At some core, subconscious level, these elements worked some existential magic that made Alien the cultural signpost it’s become. Stylistically spartan, dramatically stripped down and scary in a sophisticated way, Alien wormed its way into the collective psyche, spawning a string of sequels and genetically modified iterations such as the Alien vs. Predator series.

Then, five years ago, Ridley Scott returned to the franchise he founded with the release of Prometheus — the seminal chapter of the Alien story featuring a God-like race that scattered its glowing strands of molecules across the galaxy, apparently seeding life on Earth.

Prometheus referred to the mythological Titan who broke the divine rules by sharing Fire with humanity. In doing so, it introduced a different type of ‘not-human’ — the marble-like giants with white skin and black eyes. These creatures knocked the whole rectangle off its rocker, blew apart the internal mesh of Alien’s narrative flesh and pushed the viewer into a different landscape where horror, science-fiction, nihilism and divinity studies suddenly cross-pollenate.

It’s a far more confusing place and probably one of the central reasons why Prometheus had a harder time connecting with the masses. Alien: Covenant tries to remedy that disconnect by going back to the divine. A ‘covenant’ is a ‘sacred agreement between God and a group of people’ — which means Alien: Covenant features a group of people and a god-like presence.

In this case, the people are the crew of the space ship Covenant — a colony ship destined for an Earth-like planet light years away. Aboard are a few thousand colonists in hypersleep, as well as a handful of crew — all couples looking to start over in Eden.

There is the plucky Ripley-like character, Daniels (Katherine Waterston).
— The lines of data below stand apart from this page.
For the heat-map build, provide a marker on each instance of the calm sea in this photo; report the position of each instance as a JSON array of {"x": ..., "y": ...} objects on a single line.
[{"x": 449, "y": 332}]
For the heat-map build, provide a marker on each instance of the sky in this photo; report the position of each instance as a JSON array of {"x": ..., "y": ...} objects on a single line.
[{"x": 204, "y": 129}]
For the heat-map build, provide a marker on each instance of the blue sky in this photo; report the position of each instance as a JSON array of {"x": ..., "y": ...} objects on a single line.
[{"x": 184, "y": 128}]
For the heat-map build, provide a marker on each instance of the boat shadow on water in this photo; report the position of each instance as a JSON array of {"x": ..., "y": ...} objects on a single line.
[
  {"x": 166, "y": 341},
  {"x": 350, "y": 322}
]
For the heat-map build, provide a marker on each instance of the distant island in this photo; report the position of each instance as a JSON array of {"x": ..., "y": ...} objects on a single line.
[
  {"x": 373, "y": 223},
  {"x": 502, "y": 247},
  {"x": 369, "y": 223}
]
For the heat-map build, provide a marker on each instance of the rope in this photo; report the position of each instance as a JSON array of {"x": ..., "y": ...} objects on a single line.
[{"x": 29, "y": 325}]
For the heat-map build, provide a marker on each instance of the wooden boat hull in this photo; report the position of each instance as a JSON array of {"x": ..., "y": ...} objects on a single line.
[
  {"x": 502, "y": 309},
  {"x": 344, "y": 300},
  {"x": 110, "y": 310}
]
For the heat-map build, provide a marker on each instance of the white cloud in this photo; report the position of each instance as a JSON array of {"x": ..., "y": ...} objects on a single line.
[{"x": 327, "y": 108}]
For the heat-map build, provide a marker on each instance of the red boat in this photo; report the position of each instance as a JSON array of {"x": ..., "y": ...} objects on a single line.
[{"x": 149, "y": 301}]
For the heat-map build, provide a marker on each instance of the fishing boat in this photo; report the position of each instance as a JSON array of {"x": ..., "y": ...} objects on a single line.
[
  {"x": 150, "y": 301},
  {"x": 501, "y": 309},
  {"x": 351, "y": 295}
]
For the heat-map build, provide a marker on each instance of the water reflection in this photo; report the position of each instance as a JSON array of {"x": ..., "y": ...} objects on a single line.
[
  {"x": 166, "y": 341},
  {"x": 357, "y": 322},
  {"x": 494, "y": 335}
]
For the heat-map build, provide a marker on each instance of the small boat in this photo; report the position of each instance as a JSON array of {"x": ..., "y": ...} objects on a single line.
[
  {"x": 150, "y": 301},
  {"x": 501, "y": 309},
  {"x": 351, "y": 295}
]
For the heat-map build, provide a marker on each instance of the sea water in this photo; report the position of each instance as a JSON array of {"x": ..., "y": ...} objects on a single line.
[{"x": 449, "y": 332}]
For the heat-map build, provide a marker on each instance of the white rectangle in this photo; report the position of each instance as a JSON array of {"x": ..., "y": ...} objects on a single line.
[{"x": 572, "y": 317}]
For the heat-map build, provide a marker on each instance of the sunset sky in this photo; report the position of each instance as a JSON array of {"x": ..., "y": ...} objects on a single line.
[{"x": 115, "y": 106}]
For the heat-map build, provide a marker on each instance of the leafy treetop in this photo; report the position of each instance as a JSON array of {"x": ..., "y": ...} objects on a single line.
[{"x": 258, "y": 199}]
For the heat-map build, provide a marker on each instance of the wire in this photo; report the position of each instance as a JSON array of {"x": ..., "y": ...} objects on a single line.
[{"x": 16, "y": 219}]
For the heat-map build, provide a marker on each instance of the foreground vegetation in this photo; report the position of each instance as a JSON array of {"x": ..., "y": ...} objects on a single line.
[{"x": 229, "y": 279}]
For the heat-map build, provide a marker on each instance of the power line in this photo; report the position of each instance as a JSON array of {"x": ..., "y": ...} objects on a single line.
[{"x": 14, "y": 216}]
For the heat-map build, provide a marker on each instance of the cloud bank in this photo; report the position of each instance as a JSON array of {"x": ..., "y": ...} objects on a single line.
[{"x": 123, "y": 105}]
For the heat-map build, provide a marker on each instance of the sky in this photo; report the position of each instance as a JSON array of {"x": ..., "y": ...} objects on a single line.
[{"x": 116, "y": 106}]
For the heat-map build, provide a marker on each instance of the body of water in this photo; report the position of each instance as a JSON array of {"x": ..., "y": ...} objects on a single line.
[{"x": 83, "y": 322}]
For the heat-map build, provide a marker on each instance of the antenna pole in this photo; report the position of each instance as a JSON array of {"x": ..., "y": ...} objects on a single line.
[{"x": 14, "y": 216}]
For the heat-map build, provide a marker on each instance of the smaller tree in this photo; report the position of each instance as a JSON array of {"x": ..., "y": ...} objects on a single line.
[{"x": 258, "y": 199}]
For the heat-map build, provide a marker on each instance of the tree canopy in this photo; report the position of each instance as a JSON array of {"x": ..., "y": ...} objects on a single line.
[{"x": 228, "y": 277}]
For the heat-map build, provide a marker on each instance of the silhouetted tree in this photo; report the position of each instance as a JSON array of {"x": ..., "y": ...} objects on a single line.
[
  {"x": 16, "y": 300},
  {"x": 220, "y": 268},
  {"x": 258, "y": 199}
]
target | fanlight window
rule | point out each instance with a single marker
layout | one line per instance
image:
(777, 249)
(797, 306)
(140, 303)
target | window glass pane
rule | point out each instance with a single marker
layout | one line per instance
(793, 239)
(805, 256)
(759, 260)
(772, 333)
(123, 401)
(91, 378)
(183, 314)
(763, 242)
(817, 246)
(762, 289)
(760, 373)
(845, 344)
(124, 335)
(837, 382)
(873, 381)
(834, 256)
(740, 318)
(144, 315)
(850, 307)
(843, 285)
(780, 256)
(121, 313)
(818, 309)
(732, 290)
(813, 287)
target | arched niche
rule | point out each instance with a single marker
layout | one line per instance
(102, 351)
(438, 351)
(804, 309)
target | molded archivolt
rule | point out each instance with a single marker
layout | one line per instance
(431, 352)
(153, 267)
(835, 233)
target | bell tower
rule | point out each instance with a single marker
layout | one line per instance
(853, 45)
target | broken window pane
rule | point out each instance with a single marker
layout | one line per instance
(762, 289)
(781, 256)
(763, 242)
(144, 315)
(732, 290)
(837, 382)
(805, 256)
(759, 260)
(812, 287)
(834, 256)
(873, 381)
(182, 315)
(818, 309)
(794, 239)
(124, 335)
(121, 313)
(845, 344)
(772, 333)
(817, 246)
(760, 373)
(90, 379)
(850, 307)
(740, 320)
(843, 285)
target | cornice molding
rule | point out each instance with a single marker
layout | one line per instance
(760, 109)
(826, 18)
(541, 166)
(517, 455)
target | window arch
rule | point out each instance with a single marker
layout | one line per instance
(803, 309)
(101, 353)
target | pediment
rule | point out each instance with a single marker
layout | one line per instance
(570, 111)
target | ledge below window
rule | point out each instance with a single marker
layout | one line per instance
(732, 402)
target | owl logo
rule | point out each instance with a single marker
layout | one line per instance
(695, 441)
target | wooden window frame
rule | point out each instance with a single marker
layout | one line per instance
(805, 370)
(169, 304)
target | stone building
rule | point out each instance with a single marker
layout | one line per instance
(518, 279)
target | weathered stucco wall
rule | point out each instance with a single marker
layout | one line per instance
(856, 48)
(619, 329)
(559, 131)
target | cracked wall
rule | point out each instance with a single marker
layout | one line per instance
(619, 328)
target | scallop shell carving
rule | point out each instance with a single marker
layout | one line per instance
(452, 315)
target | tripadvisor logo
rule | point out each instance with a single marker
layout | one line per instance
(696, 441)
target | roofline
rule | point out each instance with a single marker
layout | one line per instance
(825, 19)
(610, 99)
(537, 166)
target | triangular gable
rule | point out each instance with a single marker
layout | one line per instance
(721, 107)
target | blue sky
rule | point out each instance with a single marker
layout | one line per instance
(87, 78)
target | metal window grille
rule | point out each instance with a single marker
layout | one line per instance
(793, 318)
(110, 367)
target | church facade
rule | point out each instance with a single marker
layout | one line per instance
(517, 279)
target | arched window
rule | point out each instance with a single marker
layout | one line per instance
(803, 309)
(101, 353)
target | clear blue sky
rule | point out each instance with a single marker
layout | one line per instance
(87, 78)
An apprehensive new leader Oram (Billy Crudup). Some meat and potato crew played by Danny McBride, Demian Bichir, Carmen Ejogo and Jussie Smollett. Plus, an ever-undependable android character played by Michael Fassbender — the only returning presence from Prometheus.

Scott is an expert at creating mood through mise-en-scene. The way he pulls the camera through space, giving it a sense of otherness, turning it into an alien eye that serves the audience, is one of the reasons why we never feel entirely settled in an Alien movie.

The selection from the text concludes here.